As the 3D graphics demand grows, the hardware accelerator dedicated to 3D graphics algorithms becomes popular. Recently, commodity graphics processors have rendered hundreds of million pixels, but more improvement is still required to render photo-realistic scenes at real-time rates. The factor to limit the growth of 3D graphics rendering performance is memory bandwidth, because there is no temporal locality to make cache effective in 3D graphics pipeline.
In this paper, approach to increase efficiency of memory bandwidth as is proposed. Precharging time and row-activating time is much longer than data cycle time in DRAM-based memory. Since address scheduling chunks the addresses in the same row, it reduces the turn-around cycle of DRAM. Polices adequate to graphics system are suggested and analyzed in this paper.
Out-of-order fragment processing architecture is also proposed with out-of-order memory access. In graphics system, the data ready first can be processed first, owing to rare dependency between fragments. Out of order fragment processing does not enforce the fragment whose all data are fetched on waiting to be served even if earlier fragments are not processed. This requires no reorder buffer and shortens the amount of in-flight fragments to be stored in order to avoid pipeline stall.

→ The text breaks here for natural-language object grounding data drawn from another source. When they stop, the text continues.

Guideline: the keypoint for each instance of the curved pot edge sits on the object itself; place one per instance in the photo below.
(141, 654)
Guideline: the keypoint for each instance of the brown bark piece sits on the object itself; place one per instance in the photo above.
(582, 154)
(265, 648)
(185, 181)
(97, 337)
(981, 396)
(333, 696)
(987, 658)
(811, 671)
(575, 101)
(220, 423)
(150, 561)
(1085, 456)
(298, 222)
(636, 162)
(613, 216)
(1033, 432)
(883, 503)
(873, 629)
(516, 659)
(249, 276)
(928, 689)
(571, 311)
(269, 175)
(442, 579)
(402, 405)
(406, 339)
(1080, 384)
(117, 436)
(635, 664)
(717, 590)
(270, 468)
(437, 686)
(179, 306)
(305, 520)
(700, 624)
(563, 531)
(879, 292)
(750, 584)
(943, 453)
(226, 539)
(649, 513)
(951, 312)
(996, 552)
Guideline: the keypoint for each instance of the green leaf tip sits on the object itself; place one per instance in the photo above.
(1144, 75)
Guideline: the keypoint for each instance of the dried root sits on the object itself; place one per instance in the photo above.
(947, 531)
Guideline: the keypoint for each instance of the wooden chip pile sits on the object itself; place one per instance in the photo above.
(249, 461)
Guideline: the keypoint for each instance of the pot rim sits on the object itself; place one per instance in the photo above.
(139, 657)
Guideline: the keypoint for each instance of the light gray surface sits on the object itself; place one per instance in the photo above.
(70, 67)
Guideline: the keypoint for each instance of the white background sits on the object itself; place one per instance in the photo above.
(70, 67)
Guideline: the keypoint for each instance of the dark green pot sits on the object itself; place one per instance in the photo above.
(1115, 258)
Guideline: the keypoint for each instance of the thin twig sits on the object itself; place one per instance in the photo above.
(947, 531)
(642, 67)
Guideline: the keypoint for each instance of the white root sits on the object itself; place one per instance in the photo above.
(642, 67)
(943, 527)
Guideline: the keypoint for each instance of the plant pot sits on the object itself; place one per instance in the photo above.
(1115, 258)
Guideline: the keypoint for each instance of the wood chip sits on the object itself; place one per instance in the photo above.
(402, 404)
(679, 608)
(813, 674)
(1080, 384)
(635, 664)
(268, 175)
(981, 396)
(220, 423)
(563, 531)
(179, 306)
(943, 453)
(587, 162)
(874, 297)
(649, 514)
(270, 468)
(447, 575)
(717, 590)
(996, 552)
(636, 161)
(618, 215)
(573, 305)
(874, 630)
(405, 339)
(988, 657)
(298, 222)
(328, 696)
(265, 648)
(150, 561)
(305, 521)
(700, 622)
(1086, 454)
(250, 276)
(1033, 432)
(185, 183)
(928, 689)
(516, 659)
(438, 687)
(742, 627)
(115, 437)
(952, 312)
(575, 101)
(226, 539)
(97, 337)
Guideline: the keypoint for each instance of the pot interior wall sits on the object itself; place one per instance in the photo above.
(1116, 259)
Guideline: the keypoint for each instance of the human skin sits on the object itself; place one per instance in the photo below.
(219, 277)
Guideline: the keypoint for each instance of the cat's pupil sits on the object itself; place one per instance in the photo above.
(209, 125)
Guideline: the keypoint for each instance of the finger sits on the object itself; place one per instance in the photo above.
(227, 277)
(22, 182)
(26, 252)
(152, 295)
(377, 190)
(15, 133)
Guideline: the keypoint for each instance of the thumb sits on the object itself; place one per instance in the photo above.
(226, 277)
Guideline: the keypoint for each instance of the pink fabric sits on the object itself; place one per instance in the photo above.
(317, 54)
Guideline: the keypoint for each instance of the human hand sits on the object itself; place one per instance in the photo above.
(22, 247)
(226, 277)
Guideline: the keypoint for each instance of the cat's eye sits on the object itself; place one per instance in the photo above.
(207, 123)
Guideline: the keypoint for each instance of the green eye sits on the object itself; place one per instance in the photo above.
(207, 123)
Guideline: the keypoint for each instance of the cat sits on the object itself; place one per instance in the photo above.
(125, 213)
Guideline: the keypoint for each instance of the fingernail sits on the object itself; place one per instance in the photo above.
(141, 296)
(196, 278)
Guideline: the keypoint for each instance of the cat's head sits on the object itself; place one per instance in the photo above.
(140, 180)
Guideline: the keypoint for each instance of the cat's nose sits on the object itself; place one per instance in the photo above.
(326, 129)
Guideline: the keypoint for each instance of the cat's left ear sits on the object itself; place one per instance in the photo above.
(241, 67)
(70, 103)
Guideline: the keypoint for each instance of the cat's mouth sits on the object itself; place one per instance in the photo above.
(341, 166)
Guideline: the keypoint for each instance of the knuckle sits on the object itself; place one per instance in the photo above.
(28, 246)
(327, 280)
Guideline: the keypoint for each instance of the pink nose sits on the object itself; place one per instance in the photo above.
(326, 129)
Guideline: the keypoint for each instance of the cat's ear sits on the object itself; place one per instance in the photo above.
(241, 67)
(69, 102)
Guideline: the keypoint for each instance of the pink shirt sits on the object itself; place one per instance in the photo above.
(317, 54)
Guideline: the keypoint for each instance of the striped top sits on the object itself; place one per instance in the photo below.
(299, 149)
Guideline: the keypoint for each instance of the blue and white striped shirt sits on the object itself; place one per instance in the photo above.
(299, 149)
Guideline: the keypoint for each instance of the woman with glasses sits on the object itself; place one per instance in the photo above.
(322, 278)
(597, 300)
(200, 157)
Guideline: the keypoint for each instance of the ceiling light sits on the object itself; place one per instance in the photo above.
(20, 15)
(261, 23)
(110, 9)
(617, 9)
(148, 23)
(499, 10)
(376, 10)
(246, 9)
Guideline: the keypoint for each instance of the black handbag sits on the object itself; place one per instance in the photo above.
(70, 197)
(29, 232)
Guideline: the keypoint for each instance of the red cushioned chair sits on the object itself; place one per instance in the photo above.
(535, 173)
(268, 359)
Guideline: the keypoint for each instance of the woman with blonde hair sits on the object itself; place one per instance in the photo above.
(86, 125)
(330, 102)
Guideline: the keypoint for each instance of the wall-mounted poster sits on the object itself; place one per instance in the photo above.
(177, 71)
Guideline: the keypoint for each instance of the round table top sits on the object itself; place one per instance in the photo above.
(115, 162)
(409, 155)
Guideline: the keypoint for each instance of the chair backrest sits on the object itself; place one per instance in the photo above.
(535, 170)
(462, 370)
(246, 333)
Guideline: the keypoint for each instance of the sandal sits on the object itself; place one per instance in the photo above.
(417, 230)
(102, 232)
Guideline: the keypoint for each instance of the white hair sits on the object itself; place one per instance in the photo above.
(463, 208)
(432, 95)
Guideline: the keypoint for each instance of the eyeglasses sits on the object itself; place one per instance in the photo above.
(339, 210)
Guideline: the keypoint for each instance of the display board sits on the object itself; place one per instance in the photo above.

Additionally, dedicated texel fetch unit architecture is suggested in this paper. Close pixels in screen a lso have the very high locality in texture space owing to mip-map structure. Texel size can be almost same to pixel size by selecting adequate level-of-detail, and some texture filtering algorithms need many texels adjacent to footprint center. Therefore the several same texel may be needed by neighboring pixel. Fetching redundant texel requests at once reduces cache access and makes one port cache operate just as multi-port cache. A texel fetch unit combines arrived requests with pending requests if their addresses are equal. A texel cache must not stall requests after a miss. This is possible by inserting request queue between tag and cache. It gives cache-prefetching effect.
The architecture using these schemes is proposed in this paper. There are four pixel processors that take charge of four pixel pipelines. These pixel processors have their responsible pixel region, and only render pixels in the region interleaved granularly for load balancing. The frame buffer is divided into four memory modules in the same way so that one pixel processor accesses one memory module. Similarly, there are eight texel fetch units. Every memory accesses from pixel processors and texel fetch units are sent to memory controllers, and they select best operations to maximize effective memory bandwidth by looking up to SDRAM states.
Simulation shows that effective DDR SDRAM memory bandwidth becomes 85% of peak bandwidth and it gives 640 Mpixels/sec fill rate. Dedicated texture fetching unit saves the memory bandwidth and gives 5.4 texels per cycle into one pixel processor on the average, hence 3Gtexels/sec available.